Campus Earns Another Gold Rating for Sustainability

Note: This report has been updated with a corrected 2015 STARS score.

In recognition of its sustainability accomplishments in areas such as operations, academics and research, engagement, and administration, the campus has once again received a gold rating announced this month from the Association for the Advancement of Sustainability in Higher Education (AASHE). The rating is good for three years.

Campus sustainability manager Ezra Small says, “This is the third time the campus has received a gold rating from STARS in a little over three years, which I think demonstrates our commitment to tracking our sustainability progress closely and sharing with the international community of almost 700 participating institutions what our best practices are and where we need to improve.”

AASHE says its Sustainability Tracking, Assessment & Rating System (STARS) program, launched in 2006, is not intended to be a rating or ranking tool, but instead is a voluntary, self-reporting framework providing a common standard for measuring social, environmental and economic dimensions of a campus’ sustainability efforts. AASHE has 235 member institutions in the United States and Canada. To date, nearly 700 colleges and universities in 19 countries have registered to participate in the STARS program.

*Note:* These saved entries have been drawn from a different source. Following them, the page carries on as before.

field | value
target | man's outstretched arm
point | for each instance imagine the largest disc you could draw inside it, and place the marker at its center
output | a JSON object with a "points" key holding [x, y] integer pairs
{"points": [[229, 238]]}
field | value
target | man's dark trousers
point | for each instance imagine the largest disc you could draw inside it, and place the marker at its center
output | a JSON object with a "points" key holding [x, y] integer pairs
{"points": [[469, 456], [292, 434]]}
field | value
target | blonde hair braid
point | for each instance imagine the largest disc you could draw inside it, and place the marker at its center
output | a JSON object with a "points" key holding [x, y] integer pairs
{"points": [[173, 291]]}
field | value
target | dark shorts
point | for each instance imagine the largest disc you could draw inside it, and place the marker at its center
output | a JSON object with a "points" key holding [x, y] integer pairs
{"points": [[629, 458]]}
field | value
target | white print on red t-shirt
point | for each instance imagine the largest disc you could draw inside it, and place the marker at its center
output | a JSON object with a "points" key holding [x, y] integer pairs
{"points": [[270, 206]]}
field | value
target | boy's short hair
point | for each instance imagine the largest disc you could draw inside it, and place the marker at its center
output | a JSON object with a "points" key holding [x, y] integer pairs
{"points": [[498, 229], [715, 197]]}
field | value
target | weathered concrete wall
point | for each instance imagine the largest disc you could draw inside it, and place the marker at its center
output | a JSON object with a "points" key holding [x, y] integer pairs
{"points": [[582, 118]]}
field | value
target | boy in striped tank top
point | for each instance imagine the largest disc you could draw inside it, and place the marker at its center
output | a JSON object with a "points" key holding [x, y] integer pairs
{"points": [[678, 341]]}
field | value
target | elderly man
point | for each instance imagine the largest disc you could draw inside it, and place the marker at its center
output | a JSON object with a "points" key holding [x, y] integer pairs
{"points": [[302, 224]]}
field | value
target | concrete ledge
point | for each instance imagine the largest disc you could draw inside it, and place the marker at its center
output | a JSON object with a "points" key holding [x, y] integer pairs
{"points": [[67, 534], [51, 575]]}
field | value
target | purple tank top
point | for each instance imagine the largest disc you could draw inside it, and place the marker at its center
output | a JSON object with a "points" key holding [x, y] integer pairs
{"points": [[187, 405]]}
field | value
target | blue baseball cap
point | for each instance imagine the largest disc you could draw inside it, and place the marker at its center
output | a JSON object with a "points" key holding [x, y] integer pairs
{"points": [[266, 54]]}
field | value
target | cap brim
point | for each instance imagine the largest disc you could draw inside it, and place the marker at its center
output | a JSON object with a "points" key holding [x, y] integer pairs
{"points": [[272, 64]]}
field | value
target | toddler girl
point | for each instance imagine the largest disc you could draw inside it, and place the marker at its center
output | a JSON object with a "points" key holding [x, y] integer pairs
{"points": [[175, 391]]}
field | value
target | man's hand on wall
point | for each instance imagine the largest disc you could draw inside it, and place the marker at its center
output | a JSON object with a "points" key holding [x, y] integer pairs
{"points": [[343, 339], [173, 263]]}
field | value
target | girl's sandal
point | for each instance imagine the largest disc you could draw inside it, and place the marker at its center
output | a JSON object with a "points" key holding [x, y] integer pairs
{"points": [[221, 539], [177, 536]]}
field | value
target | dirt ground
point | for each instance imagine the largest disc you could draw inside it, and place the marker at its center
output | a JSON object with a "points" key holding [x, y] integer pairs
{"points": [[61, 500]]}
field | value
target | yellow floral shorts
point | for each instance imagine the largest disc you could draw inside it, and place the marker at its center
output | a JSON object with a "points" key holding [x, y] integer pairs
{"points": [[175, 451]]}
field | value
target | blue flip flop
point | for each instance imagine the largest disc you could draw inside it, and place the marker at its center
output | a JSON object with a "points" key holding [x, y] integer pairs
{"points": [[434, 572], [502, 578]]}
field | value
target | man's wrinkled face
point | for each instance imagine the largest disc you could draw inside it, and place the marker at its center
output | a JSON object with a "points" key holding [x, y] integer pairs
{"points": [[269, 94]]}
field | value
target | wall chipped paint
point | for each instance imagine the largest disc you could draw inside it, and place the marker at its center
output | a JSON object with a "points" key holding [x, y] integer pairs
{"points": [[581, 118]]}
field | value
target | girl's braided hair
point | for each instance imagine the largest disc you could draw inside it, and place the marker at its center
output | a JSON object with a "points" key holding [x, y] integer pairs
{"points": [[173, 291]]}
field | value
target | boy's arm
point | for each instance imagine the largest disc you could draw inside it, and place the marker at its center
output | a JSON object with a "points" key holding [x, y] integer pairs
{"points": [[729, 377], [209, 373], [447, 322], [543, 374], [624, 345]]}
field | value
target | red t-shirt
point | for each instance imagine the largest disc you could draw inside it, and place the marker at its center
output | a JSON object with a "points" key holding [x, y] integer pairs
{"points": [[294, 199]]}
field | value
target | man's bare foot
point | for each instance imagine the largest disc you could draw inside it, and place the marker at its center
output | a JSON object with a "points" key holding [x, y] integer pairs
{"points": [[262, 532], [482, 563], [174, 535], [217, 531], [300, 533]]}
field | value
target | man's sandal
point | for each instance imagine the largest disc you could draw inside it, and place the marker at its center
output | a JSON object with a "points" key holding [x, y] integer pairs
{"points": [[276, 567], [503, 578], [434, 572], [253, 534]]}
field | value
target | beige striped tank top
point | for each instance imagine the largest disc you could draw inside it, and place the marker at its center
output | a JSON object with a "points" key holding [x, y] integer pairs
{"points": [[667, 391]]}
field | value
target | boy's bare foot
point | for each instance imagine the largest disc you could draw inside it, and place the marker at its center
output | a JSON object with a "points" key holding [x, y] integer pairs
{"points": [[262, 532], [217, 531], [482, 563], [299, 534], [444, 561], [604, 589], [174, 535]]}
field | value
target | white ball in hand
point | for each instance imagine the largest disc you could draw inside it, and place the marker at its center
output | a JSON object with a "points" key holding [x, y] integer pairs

This time, UMass Amherst scored a 68.18 to earn its gold rating, moving up from a score of 66.49 in 2011. The highest category is platinum. To prepare each rating, an online sustainability evaluation tool asks sustainability staff and others involved in “green” campus efforts to report data in categories: academics, campus engagement, operations and planning/administration.

In addition to the 68.18 points, the campus earned all 4 of a possible 4 “innovation points” for special projects. These included:

  • The student-run “New2U Reuse Collection and Tag Sale” collection during spring move-out plus tag sale in fall move-in/first week festivities. This collaboration among Physical Plant, Sustainable UMass students, Residential Life, the Office of Waste Management, Moving Services and New Student Orientation collected more than five tons of material from the Southwest Residential Area during move-out week. Student interns later cleaned, organized and priced them for a two-day tag sale of gently used furniture, storage, electronics, clothing and school supplies. The sale generated over $6,000 returned back to the Sustainability Fund for 2014-15 projects.
  • The Sustainability Curriculum Initiative launched in fall 2012 supports teaching faculty in revising existing courses to include or augment sustainability topics. To highlight interconnections among economy, society, and environment the Libraries, the Provost’s Office, Sustainable UMass, and the Center for Teaching and Faculty Development collaborate to provide this resource for faculty, which includes a $1,000 mini-grant to assist in curriculum development and release time.
  • The Massachusetts Green High Performance Computing Center (MGHPCC), a data center in Holyoke dedicated to research computing and operated by Boston University, Harvard, MIT, Northeastern and UMass Amherst. Designed to use 25 percent less energy than typical data centers, the MGHPCC is available for computationally intensive research.
  • The Net Excess Generation Credit program offered by the Commonwealth. The UMass system joined in September 2013 hoping to see nearly $50 million in energy savings. Four campuses will host new solar photovoltaic electric generating projects to receive an energy credit on their monthly utility bill. At UMass Amherst, a solar project came online at the Fairview Farm in Whately in July 2014 and is expected to save between $60,000 and $75,000 a year in electric costs. It will also help the town and the farmer leasing the land. It produces 2.4 megawatts a year for the campus, enough to power the equivalent of nearly 300 homes for a year. Over the next 30 years, the net metering program will provide an estimated $47.7 million in savings for the system.

Overall, AASHE organizers say the STARS program is needed because a campus can only manage what it can measure. The survey provides a venue for colleges and university campuses to share their best practices, learn from other institutions and document improvements over time. A gold star mounted in 2011 near the entrance to the W.E.B. Du Bois Library marks the campus’s national accomplishment.